Feel the warmth penetrate you.

>

> See what your experience tells you over time.

>

> Peace -j

>

>

> From: ACT_for_the_Public

[mailto:ACT_for_the_Public ] On Behalf Of lah2125

> Sent: Thursday, January 26, 2012 10:59 PM

> To: ACT_for_the_Public

> Subject: New to group and ACT and advice/question

>

>

>

> Hi,

>

> I am new to the group and to ACT. I have recently begun reading/doing the ACT

workbook titled " The Mindfulness & Acceptance Workbook. " I little about my

history. I have struggled with anxiety for many years and quite successful at

living a productive life and keeping it from inhibiting my life too much. Until

over the last 6 months my insomnia became really bad along with my anxiety.

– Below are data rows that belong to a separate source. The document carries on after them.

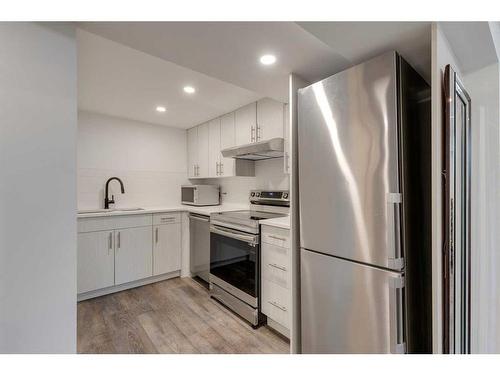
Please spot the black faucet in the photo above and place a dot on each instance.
(107, 201)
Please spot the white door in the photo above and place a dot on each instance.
(95, 261)
(203, 150)
(286, 135)
(133, 254)
(166, 248)
(269, 119)
(227, 139)
(214, 147)
(245, 124)
(192, 144)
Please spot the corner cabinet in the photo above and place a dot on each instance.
(166, 243)
(133, 254)
(120, 252)
(95, 260)
(254, 122)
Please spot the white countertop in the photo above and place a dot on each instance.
(280, 222)
(202, 210)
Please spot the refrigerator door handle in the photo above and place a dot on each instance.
(396, 260)
(397, 318)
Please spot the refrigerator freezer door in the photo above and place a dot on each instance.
(348, 164)
(349, 307)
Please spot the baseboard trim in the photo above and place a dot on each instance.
(278, 328)
(130, 285)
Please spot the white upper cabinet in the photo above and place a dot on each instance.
(254, 122)
(269, 119)
(227, 140)
(245, 124)
(203, 150)
(214, 146)
(192, 144)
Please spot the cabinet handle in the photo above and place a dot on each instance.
(278, 306)
(277, 238)
(278, 267)
(168, 218)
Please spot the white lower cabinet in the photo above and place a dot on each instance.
(116, 250)
(276, 276)
(95, 261)
(133, 254)
(166, 248)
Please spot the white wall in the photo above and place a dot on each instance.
(150, 160)
(37, 188)
(269, 175)
(484, 88)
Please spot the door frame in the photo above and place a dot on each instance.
(454, 90)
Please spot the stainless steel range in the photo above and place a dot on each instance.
(235, 252)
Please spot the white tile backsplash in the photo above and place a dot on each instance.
(150, 160)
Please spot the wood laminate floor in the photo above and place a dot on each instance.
(173, 316)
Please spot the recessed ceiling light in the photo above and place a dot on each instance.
(268, 59)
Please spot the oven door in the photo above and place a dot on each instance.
(234, 262)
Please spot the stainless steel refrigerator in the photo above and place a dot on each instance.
(365, 210)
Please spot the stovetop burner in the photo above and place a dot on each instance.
(251, 215)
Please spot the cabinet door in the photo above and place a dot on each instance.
(192, 145)
(227, 139)
(214, 147)
(245, 124)
(133, 254)
(166, 248)
(95, 261)
(269, 119)
(203, 150)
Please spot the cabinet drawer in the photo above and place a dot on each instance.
(276, 303)
(93, 224)
(276, 236)
(166, 218)
(275, 265)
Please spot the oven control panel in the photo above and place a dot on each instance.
(272, 197)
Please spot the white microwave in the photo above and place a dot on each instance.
(200, 195)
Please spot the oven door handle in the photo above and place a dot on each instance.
(249, 238)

I

have been working with a cognitive behavior therapist to deal with panic attacks

and insomnia. It has been helpful in some ways but in many ways it has left me

with much more panic and anxiety than I ever had before. A lot of my anxiety

since doing CBT has been triggered by doing the breathing exercises which seem

to cause me to hyperventilate and not calm me down as they are designed to do.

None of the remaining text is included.